To find the optimal block size, the per pixel cost functions for different block sizes are compared. Whether or not the block is encoded as a single block or split into multiple smaller blocks is determined by the minimum cost function for that 16x16 block. Ideally, a lambda should be chosen that consistently gives a cost function decision criterion that provides the lowest possible bit rate and highest possible image quality.

A. J = D + lR

B. D = E{(d(x,y)} where

d(x,y) = ||x - y||²

y = DCT coefficients

x = quantized DCT coefficients

C. R = E{length of codeword}

Figure 5: A) Lagrangian Cost Function B) Average Distortion C) Bit Rate

In order to determine the optimal DCT block sizes for the cost decision criterion, the following steps are taken:

1) Compare the cost per pixel for the 16x16 block with the cost per pixel for the four adjacent 8x8 quadrants. If the 16x16 block has a higher cost than the 8x8 blocks, split the 16x16 block into four 8x8 quadrants.

2) For each 8x8 block, compare the per pixel cost for the 8x8 block with the cost per pixel for the four 4x4 quadrants of that block. If the 8x8 block has a higher cost than the 4x4 blocks, split the 8x8 block into four 4x4 quadrants.

3) Store the quadtree code for that block.

4) Take the DCT using the appropriate block sizes as indicted by the quadtree code.

5) Quantize the DCT coefficients and transmit.

The same steps are also taken to find the optimal variable block size DCT with the rate and distortion decision criterions, replacing cost with the appropriate measure.

Simulation Results

This adaptive variable block sized transform coder is simulated using Matlab. The input image has a resolution of 8 bits per pixel and the image size is 512x512 pixels. The three decision criterions used are the Lagrangian cost function, average distortion, and bit rate. All are determined on a per pixel average for a block. For comparison, static block size transform coding is also performed with 8x8 and 16x16 block sizes.

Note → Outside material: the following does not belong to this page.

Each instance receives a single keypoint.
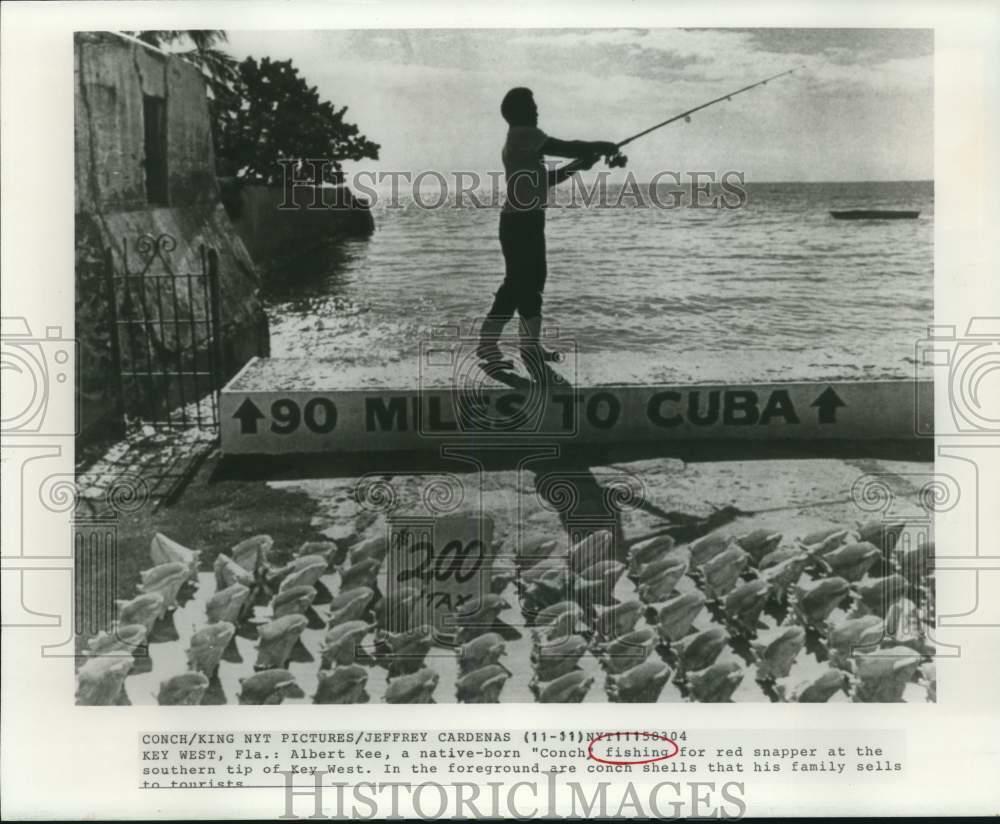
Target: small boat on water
(874, 214)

For the cost decision criterion simulations, seven values of lambda (0, 5, 10, 30, 62, 70, 90) are applied to the variable block size decision algorithm. For each decision criterion and static block size, six quantizer step sizes (1, 2, 4, 8, 16, 32) were applied to indicate any impact that the quantizer step size can have on the determination of lambda or the relative performance of the five versions.

Figures 6 to 9 show the simulation results using two images, PEPPERS and BOATS. While the absolute values differ, both images behave in the same manner for all measurements. Therefore, results will be discussed collectively. Results are provided for each decision criterion and both static block sizes.

6A)

6B)

Figure 6: Average distortion per pixel for cost, rate and distortion decision criterion and static block sizes of 8x8 and 16x16 for A) BOATS and B) PEPPERS.

7A)

7B)

Figure 7: Average bit rate per pixel for cost, rate and distortion decision criterion and static block sizes of 8x8 and 16x16 for A) BOATS and B) PEPPERS.

8A)

8B)

Figure 8: Gain measured as PSNR/Rate per pixel for cost, rate and distortion decision criterion and static block sizes of 8x8 and 16x16 for A) BOATS and B) PEPPERS.

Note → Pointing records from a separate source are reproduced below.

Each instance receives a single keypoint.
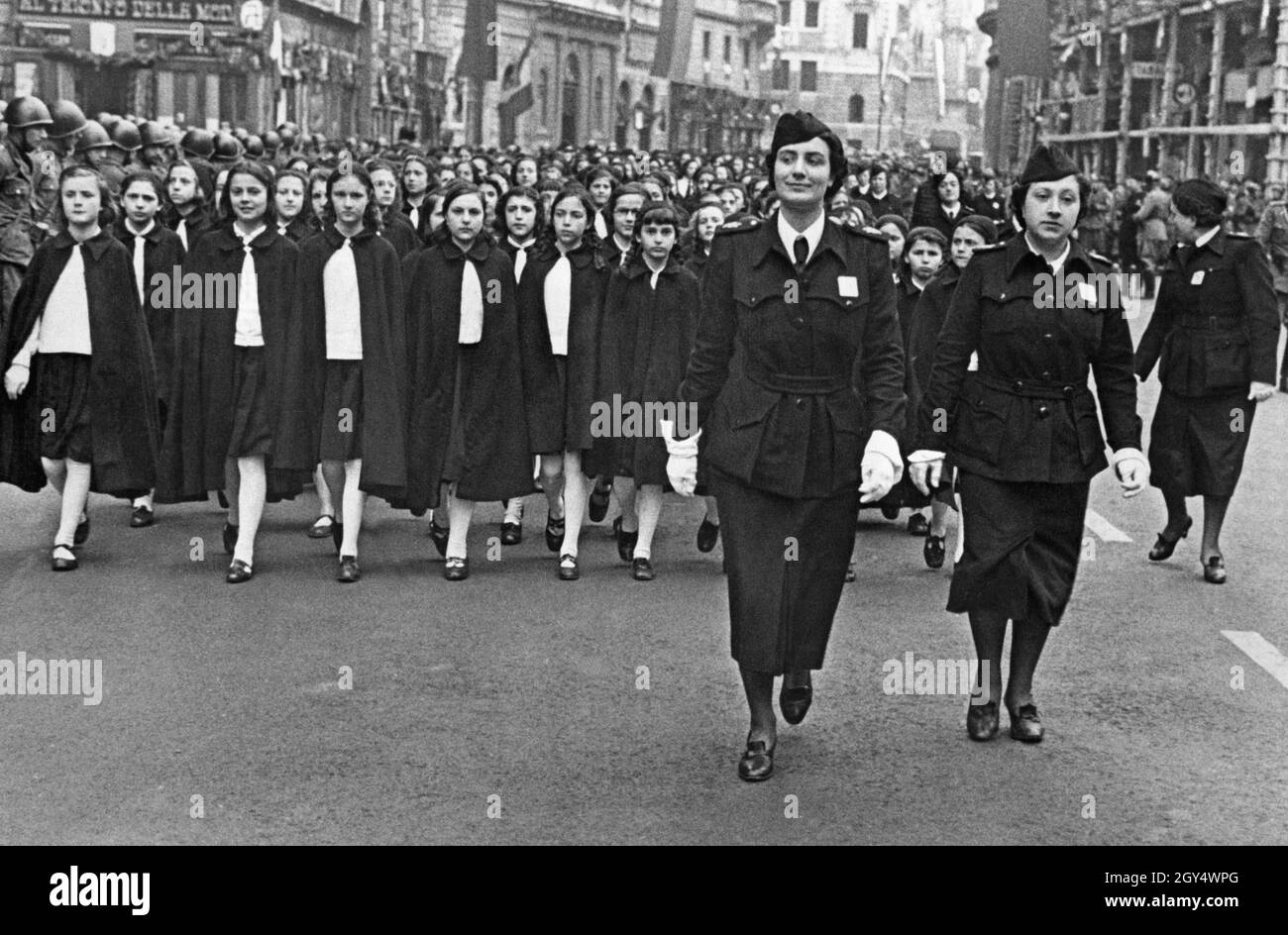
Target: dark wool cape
(200, 420)
(497, 458)
(384, 364)
(645, 340)
(162, 253)
(559, 411)
(123, 390)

Figure 9: PSNR vs. Bit Rate for cost, rate and distortion decision criterion and static block sizes of 8x8 and 16x16 for BOATS.

Distortion Performance

Figure 6 shows the average distortion per pixel measured for PEPPERS and BOATS. For small quantizer step sizes (Q = 1, 2, 4,8), using the Lagrangian cost function as a decision criteria for adaptive variable block size DCT results in an overall per pixel image distortion slightly lower than either the static 8x8 or 16x16 block size. At larger quantizer step sizes (Q = 16, 32), using the cost criterion results in a significant improvement in the average distortion. When comparing the cost criterion with the results for the distortion and rate criterion, the cost function performs almost as well as using distortion only as a criterion for small quantizer step sizes. For larger quantizer step sizes, lambda should be below 10 to minimize distortion.

Bit Rate Performance

Using the Lagrangian cost function as a decision criterion lowers the average bit rate per pixel over using a static block size for all quantizer step sizes as shown in Figure 7. For a quantizer step size of one, the bit rate is more than one bit per pixel less than a static 16x16 block and almost 0.7 bits less than a static 8x8 block with a quantizer step size of one. As the quantizer step size increases, the difference diminishes, but is still noticeable. The cost criterion performs as well as the bit rate decision criterion for small quantizer step sizes as long as lambda is greater than zero. For larger step sizes, cost performs almost as well as the rate for lambda greater than 5.

Gain

The relative gain is determined by dividing the PSNR by the per pixel bit rate for a particular lambda and quantizer step size. This gain indicates the relative improvement in both bit rate and image quality that provides the most efficient compression. With the exception of lambda equal to zero for small quantizer step sizes, using the cost decision criterion gives better performance than a static block size of 8x8 or 16x16. Increasing lambda beyond 5 gives no improvement for these small step sizes. However, for quantizer step sizes of 16 and 32, increasing lambda amplifies the gain. This gain begins to level out once lambda equals 30. The cost criterion provides a higher gain than the distortion criterion for all lambda greater than five and matches or exceeds the gain for a rate decision criterion at small quantizer step sizes. At large quantizer step sizes, the gain for the cost criterion lags that of the rate criterion for small lambda (less than 30).

PSNR vs. Rate

Figure 9 gives the PSNR vs. Rate graph for BOATS. For lambda equal to zero, we see that the cost function almost exactly equals that for using the distortion only as a decision criterion. This is expected since rate is not being taking into account as part of the decision criterion. At lambda equal to zero, the rate performs much better than any of the other methods. For all lambda greater than zero, the results using the cost function decision criterion almost exactly equal the results using the rate as the decision criterion. Using the rate or cost as a decision criterion gives a gain of almost 7dB at high bitrates. At very low bitrates, a gain of almost 1dB can be achieved.

Conclusion

From these simulation results, it can be seen that using the Lagrangian cost function as a decision criterion for adaptive variable block size transform coding produces lower bit rates and higher image quality when compared to a static block size. Using a Lagrangian cost function decision criterion achieves performance which exceeds that of using only a distortion criterion by up to 7dB at high bitrates and close to 1dB at low bitrates . From these simulations, it can be seen that an optimal lambda should be greater than zero to obtain the maximum gain.

Bibliography

[1] C-T CHEN, 'Adaptive Transform Coding Via Quadtree-Based Variable Blocksize DCT', International Conference on ASSP, pp. 1854-1857, 1989.

[2] M.H. LEE and G. GREBBIN, 'Classified vector quantization with variable block-size DCT models', IEE Procedures on Visual Image Signal Processing, Vol. 141, No. 1, February 1994.

[3] H. SAMET, ‘The quadtree and related hierarchical data structures', ACM Computing Surveys, pp. 188-216, 1984.

[4] C-T SEE and W-K CHAM, 'An Adaptive Variable Block Size DCT Transform Coding System', International Conference on Circuits and Systems, June 1991.